С января по сентябрь 2016 года Роспотребнадзор зарегистрировал в стране 36 тысяч острых алкогольных отравлений; 9 тысяч человек погибли. В России травятся и обычным, пищевым спиртом, и так называемым «спиртом неуточненным» — денатуратом, одеколоном, стеклоочистителями, суррогатами алкоголя, техническим спиртом, тормозной жидкостью, метанолом и сивушным маслом. История 78 иркутских соседей, посещавших один магазин, просто стала самым известным и заметным случаем.

Сибирский Гарлем

Фото: Екатерина Тимофеева/ircity.ru
Фото: Екатерина Тимофеева/ircity.ru

Каждый день на рассвете на рынок на улице Розы Люксембург в иркутском микрорайоне Ново-Ленино, где жили все, кто отравился «боярышником», выносят свиную голову с высунутым языком. Голову ставят под прилавок с морковкой, без ценника — для красоты. На соседнем прилавке на морозе болтаются замерзшие лифчики, в булочную завозят свежий бородинский хлеб по 22 рубля за буханку, а приезжие сербы отправляются из гостиницы «Павлин» чинить воздуховод в здании бывшего завода «Радиан», перестроенного в склад. Ново-Ленино считают районом, где можно купить что угодно. Здесь почти нет супермаркетов, но много рынков и ларьков, которые называют «павильонами». Жители перемещаются между магазинами «Успех», «Удача», «Виноград — праздничные напитки», «Радуга сладости», «Славный универсам», «Курочка рядом», парикмахерскими «Подстригалочка» и «Время красоты». Бегущая строка на магазине цветов сообщает: «Говорящие розы для элитных дам». В магазине наливной парфюмерии в розлив продают Chanel и Gucci, миллилитр за 18 рублей.

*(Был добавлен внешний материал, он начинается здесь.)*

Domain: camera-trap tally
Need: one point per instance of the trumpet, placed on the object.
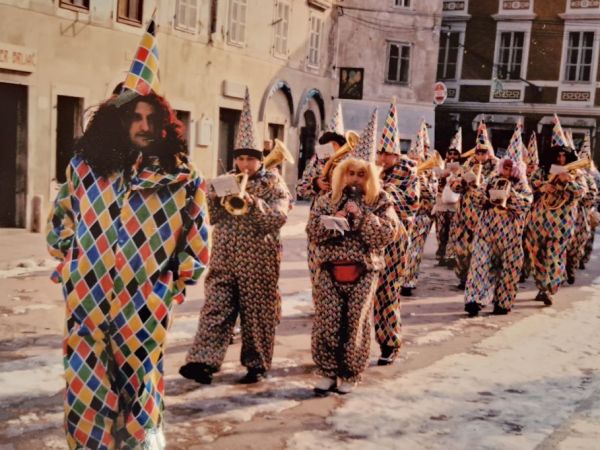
(278, 155)
(236, 204)
(352, 138)
(499, 192)
(434, 161)
(552, 201)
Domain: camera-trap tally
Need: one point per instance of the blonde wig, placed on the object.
(373, 185)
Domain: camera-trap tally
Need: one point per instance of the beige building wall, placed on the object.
(85, 54)
(365, 29)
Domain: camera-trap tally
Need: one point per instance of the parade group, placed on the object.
(131, 228)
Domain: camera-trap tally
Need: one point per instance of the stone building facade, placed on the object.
(508, 60)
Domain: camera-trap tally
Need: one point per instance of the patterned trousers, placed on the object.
(114, 373)
(443, 222)
(548, 258)
(461, 241)
(252, 295)
(419, 233)
(494, 272)
(341, 334)
(388, 323)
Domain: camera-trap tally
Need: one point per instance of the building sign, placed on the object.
(440, 93)
(351, 82)
(14, 57)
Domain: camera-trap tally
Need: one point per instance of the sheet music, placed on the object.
(225, 185)
(335, 223)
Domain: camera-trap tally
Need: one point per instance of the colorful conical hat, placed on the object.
(569, 135)
(483, 141)
(456, 142)
(532, 151)
(559, 138)
(336, 125)
(142, 78)
(390, 137)
(426, 143)
(586, 148)
(245, 138)
(516, 148)
(367, 144)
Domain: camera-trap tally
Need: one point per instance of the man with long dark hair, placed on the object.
(129, 229)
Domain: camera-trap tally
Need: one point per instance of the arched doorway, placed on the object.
(308, 138)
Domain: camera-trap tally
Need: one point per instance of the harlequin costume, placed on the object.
(551, 226)
(400, 182)
(497, 255)
(243, 274)
(467, 216)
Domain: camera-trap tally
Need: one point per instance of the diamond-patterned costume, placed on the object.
(420, 229)
(497, 246)
(116, 240)
(467, 217)
(583, 230)
(401, 183)
(549, 231)
(341, 334)
(242, 277)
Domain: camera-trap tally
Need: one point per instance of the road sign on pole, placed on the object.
(440, 93)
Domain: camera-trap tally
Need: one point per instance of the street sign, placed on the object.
(440, 93)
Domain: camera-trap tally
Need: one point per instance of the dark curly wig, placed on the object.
(106, 147)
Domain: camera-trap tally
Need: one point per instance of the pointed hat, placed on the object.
(245, 141)
(390, 137)
(367, 144)
(456, 142)
(532, 151)
(516, 149)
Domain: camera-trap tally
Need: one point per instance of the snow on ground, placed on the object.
(34, 376)
(500, 396)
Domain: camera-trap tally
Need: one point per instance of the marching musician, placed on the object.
(446, 202)
(503, 202)
(475, 171)
(244, 268)
(399, 179)
(553, 220)
(348, 266)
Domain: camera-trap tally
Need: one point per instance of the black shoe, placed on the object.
(388, 355)
(472, 309)
(198, 372)
(253, 376)
(499, 311)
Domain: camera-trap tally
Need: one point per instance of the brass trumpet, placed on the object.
(434, 161)
(352, 138)
(236, 204)
(499, 192)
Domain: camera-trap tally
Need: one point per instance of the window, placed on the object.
(398, 62)
(186, 15)
(579, 56)
(510, 55)
(448, 56)
(281, 23)
(77, 5)
(314, 41)
(237, 21)
(130, 11)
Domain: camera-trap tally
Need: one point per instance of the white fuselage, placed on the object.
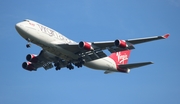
(48, 39)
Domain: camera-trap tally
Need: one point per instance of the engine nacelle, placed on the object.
(120, 43)
(85, 45)
(124, 70)
(28, 66)
(32, 58)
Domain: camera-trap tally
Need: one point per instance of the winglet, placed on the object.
(166, 36)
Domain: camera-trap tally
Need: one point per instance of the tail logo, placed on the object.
(121, 58)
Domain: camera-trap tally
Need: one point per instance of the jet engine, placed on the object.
(28, 66)
(32, 58)
(124, 70)
(85, 45)
(120, 43)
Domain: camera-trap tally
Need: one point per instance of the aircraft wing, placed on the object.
(94, 50)
(134, 65)
(147, 39)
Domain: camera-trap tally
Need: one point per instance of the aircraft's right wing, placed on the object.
(147, 39)
(134, 65)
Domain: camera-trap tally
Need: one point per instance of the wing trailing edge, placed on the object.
(135, 65)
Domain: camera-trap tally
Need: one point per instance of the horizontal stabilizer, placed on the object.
(134, 65)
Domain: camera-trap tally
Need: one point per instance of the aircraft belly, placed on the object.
(102, 64)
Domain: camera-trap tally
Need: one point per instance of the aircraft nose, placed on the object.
(17, 26)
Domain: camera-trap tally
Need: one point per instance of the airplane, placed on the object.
(59, 51)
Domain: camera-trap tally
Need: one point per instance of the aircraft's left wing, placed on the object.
(93, 50)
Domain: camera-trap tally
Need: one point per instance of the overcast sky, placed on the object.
(93, 20)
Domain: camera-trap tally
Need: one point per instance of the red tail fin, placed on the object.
(120, 57)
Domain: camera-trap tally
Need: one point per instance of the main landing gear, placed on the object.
(70, 66)
(28, 45)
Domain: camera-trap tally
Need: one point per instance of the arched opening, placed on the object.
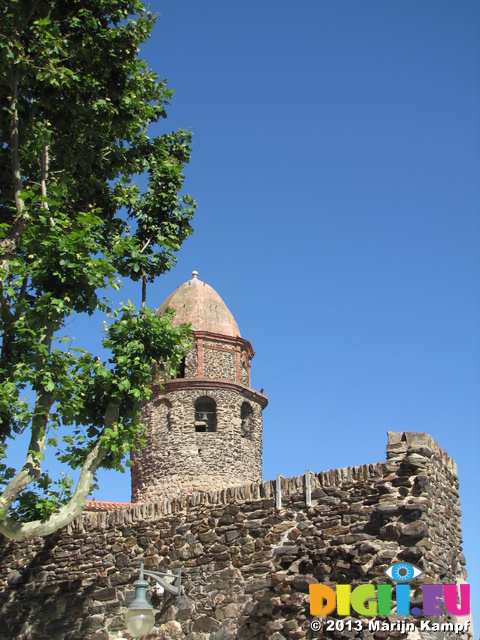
(205, 414)
(246, 414)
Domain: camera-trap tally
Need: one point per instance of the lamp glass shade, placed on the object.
(139, 621)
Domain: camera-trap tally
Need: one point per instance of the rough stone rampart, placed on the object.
(246, 564)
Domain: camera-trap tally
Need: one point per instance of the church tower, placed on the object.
(205, 426)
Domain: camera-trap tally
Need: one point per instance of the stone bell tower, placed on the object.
(205, 425)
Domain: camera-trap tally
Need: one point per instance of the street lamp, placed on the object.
(140, 617)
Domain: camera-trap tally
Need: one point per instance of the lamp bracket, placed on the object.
(173, 588)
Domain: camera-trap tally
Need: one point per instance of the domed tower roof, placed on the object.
(197, 302)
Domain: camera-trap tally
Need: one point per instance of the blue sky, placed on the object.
(336, 167)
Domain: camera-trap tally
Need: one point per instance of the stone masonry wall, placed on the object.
(246, 565)
(178, 460)
(219, 362)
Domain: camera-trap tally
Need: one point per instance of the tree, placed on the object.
(76, 101)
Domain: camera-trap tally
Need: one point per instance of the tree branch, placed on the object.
(24, 531)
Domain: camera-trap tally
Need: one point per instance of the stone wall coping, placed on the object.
(292, 487)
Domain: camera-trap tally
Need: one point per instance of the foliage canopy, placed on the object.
(76, 102)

По рядам рынка ходит бабушка-эстет, показывает пальцем на рыбу, говорит: «Желтая», — и идет к следующему прилавку. Здесь же выдают займы до 15 тысяч рублей под один процент и обещают помощь людям с любой кредитной историей. По всему району стоят ларьки с белым пломбиром, главным иркутским десертом, и новоленинцы едят его прямо на морозе, не отходя от кассы, а уличные музыканты тут же собирают деньги на озеленение Луны.

Фото: Екатерина Тимофеева/ircity.ru
Фото: Екатерина Тимофеева/ircity.ru

Все достопримечательности Иркутска можно обойти за пять часов, и иностранцы, путешествующие по Транссибу, делают здесь остановку на один день, а потом уезжают на Байкал. Местные говорят, что Иркутск — город «отрицательного обаяния»: «ангарский маньяк» Михил Попков, «иркутский монстр» Василий Кулик, падающие самолеты, теперь еще отравление «Боярышником». Еще здесь говорят, что Россия отстает от Европы на десять лет, Иркутск от Москвы — тоже на десять, а Ново-Ленино, который здесь кличут «Гарлемом», еще на столько же отстает от Иркутска. Прожив в городе всю жизнь, можно ни разу не побывать в «Гарлеме»: делать там нечего, особенно с тех пор, как вокруг района построили объездную дорогу.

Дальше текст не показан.